We consider an i.i.d. balanced environment  $\omega(x,e)=\omega(x,-e)$, genuinely d dimensional on the lattice and show that there exist a positive constant $C$ and a random radius $R(\omega)$ with streched exponential tail such that every non negative

$\omega$ harmonic function $u$ on the ball  $B_{2r}$ of radius $2r>R(\omega)$,

we have $\max_{B_r} u <= C \min_{B_r} u$.

Our proof relies on a quantitative quenched invariance principle

for the corresponding random walk in  balanced random environment and

a careful analysis of the directed percolation cluster.

This result extends Martins Barlow's Harnack's inequality for i.i.d.

bond percolation to the directed case.

This is joint work with N.Berger  M. Cohen and X. Guo.
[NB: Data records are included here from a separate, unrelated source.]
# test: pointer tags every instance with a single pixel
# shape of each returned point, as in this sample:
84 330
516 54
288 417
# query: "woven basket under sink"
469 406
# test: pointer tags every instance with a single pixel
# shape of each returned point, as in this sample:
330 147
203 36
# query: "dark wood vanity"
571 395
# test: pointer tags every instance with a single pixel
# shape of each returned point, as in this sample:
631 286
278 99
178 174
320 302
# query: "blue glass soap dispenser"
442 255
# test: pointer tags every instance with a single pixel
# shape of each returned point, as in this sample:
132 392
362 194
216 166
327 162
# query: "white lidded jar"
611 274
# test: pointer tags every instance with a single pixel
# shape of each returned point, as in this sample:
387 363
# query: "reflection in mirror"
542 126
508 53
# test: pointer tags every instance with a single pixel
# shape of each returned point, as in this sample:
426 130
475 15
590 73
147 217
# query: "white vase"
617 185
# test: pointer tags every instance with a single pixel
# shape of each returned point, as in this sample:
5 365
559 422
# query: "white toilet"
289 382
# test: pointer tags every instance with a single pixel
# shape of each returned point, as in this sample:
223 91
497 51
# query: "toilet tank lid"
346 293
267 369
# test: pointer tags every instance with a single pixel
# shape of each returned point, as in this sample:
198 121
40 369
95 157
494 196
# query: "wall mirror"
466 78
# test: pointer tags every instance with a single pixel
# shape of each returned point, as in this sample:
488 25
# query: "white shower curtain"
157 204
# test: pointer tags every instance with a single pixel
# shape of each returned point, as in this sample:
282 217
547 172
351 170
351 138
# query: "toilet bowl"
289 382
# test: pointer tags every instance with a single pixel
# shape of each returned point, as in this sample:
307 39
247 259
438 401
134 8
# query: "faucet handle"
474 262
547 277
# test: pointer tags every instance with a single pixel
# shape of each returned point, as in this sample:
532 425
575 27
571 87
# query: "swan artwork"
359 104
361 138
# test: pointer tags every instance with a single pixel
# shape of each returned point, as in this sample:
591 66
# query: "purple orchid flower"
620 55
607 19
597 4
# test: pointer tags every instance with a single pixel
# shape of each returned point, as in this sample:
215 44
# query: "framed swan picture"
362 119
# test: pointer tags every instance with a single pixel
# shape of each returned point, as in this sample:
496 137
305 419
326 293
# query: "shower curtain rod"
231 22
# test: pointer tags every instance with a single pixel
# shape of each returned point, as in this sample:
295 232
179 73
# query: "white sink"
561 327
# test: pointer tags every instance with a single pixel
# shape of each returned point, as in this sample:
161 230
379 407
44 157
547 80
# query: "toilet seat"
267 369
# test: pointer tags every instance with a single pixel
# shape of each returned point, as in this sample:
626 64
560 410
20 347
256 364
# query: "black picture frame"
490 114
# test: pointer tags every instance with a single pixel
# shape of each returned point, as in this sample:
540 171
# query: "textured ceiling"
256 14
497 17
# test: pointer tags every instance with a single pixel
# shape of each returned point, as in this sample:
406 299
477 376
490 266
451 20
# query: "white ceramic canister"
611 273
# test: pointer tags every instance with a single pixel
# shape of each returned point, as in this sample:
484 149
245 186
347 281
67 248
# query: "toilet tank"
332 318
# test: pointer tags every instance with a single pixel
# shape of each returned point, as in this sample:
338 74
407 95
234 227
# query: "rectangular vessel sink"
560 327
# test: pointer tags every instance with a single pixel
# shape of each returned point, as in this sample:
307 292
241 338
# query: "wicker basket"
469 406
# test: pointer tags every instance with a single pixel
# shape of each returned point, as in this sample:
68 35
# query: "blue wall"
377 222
On the Navier-Stokes equation with rough transport noise.

Speaker: 

James-Michael Leahy

Institution: 

USC

Time: 

Saturday, December 2, 2017 - 11:20am to 12:10pm

Location: 

NS2 1201

In this talk, we present some results on the existence of weak-solutions of the Navier-Stokes equation perturbed by transport-type rough path noise with periodic boundary conditions in dimensions two and three. The noise is smooth and divergence free in space, but rough in time. We will also discuss the problem of uniqueness in two dimensions. The proof of these results makes use of the theory of unbounded rough drivers developed by M. Gubinelli et al.

 

As a consequence of our results, we obtain a pathwise interpretation of the stochastic Navier-Stokes equation with Brownian and fractional Brownian transport-type noise. A Wong-Zakai theorem and support theorem follow as an immediate corollary. This is joint work with Martina Hofmanov\'a and Torstein Nilssen.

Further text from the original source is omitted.